Неприятно читать о таких интерпретациях себя самой. И я уверена, что моих бывших бойфрендов тоже беспокоит, что я краду у них какие-то детали их жизни, а потом использую (или не использую) в своих книгах. Но основное различие между нами, на мой взгляд, состоит в том, что я никогда не оспаривала их право писать обо мне так, как они хотят, в то время как стоит мне воспроизвести кусочек нашей пьяной псевдо-философской дискуссии, как мне тут же начинают приходить письма с обвинениями в плагиате. И отец больше не желает меня знать всего лишь из-за пачки сигарет.

Вообще-то, довольно странно называть подобные проступки «кражей». По сути, я ничего не краду. Я точно знаю, у меня ничего не исчезло из-за того, что мои бывшие что-то написали обо мне. Жизнь моя осталась моей жизнью, и в ней ничего не поменялось. Нельзя назвать преступлением то, что ты берешь деталь чьей-то жизни и рассказываешь о ней другим людям. Сомневаюсь, что кто-то, кроме меня самой, может узнать меня и мою жизнь в книгах моих бывших бойфрендов. То, что расстраивает - это когда ты понимаешь, что ты превратилась в Франкенштейна: правда и вымысел так прочно переплетены, что получается некое подобие изображения, но не правдивый портрет. Писатель не крадет - он подделывает, и прототипов его героев беспокоит именно это клонирование, этот привкус нереального.

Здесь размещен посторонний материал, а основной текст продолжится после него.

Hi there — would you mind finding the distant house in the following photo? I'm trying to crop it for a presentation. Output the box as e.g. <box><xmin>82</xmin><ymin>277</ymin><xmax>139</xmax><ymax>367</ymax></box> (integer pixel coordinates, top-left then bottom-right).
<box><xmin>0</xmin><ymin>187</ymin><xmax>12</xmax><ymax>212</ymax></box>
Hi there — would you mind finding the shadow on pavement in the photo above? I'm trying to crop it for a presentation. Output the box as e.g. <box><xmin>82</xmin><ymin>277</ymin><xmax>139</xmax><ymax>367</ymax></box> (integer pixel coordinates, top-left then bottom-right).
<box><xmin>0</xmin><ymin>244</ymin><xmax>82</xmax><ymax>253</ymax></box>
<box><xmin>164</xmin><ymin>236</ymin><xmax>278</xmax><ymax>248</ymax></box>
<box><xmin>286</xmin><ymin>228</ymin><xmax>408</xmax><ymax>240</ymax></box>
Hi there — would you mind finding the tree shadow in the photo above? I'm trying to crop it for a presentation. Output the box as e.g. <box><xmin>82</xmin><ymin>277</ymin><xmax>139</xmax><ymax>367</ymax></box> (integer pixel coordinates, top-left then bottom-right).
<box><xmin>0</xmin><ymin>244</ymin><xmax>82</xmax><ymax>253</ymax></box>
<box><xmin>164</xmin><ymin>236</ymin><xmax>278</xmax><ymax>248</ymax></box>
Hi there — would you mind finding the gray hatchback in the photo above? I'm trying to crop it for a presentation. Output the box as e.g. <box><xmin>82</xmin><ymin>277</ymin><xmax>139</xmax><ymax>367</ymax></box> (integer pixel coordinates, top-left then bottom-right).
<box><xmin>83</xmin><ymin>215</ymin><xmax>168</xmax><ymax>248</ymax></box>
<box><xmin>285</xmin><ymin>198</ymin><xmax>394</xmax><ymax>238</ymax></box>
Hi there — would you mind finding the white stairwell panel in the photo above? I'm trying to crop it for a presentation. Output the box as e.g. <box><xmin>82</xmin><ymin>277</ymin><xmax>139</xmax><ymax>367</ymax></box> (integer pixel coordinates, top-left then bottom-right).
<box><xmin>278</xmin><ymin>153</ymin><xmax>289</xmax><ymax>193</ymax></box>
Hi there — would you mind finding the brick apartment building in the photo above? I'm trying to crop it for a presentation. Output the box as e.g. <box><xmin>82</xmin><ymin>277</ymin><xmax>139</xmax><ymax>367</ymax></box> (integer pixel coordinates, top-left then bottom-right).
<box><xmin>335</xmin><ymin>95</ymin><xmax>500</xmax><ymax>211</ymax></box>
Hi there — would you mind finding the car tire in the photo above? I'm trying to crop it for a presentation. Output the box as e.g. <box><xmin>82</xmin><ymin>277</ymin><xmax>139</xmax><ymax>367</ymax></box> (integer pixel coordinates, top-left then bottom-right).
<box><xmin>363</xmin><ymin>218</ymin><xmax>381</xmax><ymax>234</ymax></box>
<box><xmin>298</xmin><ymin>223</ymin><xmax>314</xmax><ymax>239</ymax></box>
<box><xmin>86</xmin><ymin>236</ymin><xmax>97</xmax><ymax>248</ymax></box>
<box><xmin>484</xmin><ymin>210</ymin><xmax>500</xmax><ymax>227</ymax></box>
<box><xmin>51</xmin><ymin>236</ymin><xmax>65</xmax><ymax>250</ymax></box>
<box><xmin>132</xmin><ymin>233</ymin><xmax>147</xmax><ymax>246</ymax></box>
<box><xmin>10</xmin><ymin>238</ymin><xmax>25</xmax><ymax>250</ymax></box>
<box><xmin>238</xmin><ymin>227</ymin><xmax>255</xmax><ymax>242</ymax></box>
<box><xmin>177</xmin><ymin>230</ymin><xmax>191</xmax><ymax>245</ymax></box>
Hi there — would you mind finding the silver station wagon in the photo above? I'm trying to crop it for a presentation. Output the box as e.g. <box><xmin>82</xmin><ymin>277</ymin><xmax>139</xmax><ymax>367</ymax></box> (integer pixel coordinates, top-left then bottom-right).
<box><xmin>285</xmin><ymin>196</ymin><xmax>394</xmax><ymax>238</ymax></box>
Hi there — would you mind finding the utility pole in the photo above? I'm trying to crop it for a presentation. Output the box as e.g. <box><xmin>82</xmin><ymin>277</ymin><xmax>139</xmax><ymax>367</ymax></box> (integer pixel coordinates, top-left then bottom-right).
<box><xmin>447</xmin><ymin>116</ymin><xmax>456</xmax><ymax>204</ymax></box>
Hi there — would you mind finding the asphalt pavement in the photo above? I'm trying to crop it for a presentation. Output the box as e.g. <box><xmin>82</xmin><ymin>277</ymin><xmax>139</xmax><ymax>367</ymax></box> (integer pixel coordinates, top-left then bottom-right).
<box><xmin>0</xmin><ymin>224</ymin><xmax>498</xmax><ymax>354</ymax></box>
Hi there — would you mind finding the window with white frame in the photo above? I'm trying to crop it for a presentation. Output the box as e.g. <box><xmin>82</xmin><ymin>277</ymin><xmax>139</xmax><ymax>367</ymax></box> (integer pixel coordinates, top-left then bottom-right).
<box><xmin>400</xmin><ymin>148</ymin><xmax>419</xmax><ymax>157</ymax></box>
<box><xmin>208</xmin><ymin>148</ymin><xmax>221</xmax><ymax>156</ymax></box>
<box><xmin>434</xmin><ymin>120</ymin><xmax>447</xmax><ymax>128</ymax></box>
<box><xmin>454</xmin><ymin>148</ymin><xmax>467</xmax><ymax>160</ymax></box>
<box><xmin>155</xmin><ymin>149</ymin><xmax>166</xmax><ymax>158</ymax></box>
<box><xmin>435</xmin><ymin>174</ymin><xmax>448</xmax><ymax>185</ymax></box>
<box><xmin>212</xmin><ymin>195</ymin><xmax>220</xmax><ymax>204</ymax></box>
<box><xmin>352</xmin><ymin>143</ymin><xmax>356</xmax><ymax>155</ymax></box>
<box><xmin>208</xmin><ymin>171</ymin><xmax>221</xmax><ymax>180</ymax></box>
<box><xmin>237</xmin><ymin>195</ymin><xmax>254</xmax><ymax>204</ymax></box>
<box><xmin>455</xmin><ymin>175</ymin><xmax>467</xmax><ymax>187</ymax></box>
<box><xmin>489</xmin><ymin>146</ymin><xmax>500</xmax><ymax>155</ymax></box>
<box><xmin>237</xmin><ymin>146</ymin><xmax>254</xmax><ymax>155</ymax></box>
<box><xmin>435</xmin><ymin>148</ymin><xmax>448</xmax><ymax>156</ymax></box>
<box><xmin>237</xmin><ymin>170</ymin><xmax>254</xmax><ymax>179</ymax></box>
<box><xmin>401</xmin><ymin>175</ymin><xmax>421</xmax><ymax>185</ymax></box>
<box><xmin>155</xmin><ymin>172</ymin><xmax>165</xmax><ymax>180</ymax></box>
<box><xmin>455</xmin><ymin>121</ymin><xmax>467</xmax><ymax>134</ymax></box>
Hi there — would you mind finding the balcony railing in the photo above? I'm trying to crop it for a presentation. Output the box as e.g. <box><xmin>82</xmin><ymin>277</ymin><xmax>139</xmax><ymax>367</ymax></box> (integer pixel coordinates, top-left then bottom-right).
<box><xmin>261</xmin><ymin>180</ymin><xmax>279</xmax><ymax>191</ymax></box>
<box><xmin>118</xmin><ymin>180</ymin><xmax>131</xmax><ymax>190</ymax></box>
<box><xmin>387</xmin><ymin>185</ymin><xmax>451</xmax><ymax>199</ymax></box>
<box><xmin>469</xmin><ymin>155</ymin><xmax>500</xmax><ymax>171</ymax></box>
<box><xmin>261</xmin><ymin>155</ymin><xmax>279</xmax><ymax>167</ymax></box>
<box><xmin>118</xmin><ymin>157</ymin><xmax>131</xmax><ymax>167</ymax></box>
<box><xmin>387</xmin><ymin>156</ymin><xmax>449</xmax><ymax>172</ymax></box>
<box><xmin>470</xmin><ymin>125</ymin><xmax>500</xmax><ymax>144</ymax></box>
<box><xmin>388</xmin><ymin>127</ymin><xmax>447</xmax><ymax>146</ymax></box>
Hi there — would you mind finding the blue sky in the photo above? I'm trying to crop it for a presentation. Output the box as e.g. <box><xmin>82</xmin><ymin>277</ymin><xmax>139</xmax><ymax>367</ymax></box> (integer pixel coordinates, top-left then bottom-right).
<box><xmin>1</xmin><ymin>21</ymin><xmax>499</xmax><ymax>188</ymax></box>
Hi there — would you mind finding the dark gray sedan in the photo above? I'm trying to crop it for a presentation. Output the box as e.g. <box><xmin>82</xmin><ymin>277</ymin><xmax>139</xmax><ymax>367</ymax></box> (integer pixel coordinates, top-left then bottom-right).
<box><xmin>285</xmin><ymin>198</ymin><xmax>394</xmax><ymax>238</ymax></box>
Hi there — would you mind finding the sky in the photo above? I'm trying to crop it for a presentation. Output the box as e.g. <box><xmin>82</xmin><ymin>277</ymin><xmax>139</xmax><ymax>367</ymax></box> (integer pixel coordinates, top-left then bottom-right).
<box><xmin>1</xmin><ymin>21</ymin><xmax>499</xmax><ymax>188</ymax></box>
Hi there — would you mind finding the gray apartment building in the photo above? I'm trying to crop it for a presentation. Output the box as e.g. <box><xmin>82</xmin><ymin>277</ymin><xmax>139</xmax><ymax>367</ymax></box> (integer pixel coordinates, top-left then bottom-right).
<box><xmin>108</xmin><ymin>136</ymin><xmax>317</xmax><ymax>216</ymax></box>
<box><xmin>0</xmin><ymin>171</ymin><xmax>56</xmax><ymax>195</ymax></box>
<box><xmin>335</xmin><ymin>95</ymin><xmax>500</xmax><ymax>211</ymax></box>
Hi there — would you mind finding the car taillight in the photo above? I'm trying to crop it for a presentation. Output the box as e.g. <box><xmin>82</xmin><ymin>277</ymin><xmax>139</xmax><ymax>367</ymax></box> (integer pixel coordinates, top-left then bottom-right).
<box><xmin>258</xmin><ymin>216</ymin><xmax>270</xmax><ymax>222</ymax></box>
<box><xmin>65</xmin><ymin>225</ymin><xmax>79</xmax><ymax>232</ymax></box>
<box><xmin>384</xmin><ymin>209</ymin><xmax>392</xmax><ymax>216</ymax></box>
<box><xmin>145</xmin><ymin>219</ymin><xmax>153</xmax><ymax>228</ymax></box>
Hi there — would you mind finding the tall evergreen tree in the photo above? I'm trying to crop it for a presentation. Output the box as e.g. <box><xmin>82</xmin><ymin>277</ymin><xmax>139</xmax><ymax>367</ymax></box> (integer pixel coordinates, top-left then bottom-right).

Существует, разумеется, другая точка зрения относительно процесса превращения жизни в искусство: увековечение. Я вспоминаю Лесбию, возлюбленную и музу Катулла. Каждое четвертое его стихотворение посвящено именно ей. Мои учителя не говорили мне, что Катулл обворовывал ее, наоборот, они считали, что он обессмертил Лесбию, и мне никогда и в голову не приходило, что это может быть одновременно и притягательным и опасным.

Кажется, женщины привыкли к тому, что их пытаются увековечить, или к тому, что их обворовывают - выберите сами наиболее подходящий термин. Художник крадёт наши бедра, и на его полотне возникает богиня. Великие писатели заимствуют нашу манеру поведения и мысли. Я никогда не сомневалась, что мои бывшие имеют право так поступать со мной, поскольку этот способ стар, как сама цивилизация.

Я совсем не хочу сказать, что проблема заключается только в гендерной принадлежности. Однако то, что феминистки называют «мужской взгляд» (термин, которым характеризуются, например, фильмы, сделанные с позиции мужчины: женщины показаны в них исключительно как объекты мужского вожделения - прим. перев.), также является своеобразной кражей: мы окружены изображениями нас самих, которые были сознательно или бессознательно «отредактированы», и в результате невольно искажается и наше собственное представление о нас самих. Мы больше не в состоянии отличить реальность от вымысла.

Возможно, частично проблема заключается в самой природе художественного вымысла: в попытке сказать правду, солгав при этом. Карл Кнаусгорд, автор шеститомной автобиографии «Моя борьба», также говорит о том, что писать о реальных людях может быть рискованно. С одной стороны, считает он, это, возможно, является писательским долгом, с другой, это воровство, нарушение прав. И тем не менее: это, возможно, писательский долг.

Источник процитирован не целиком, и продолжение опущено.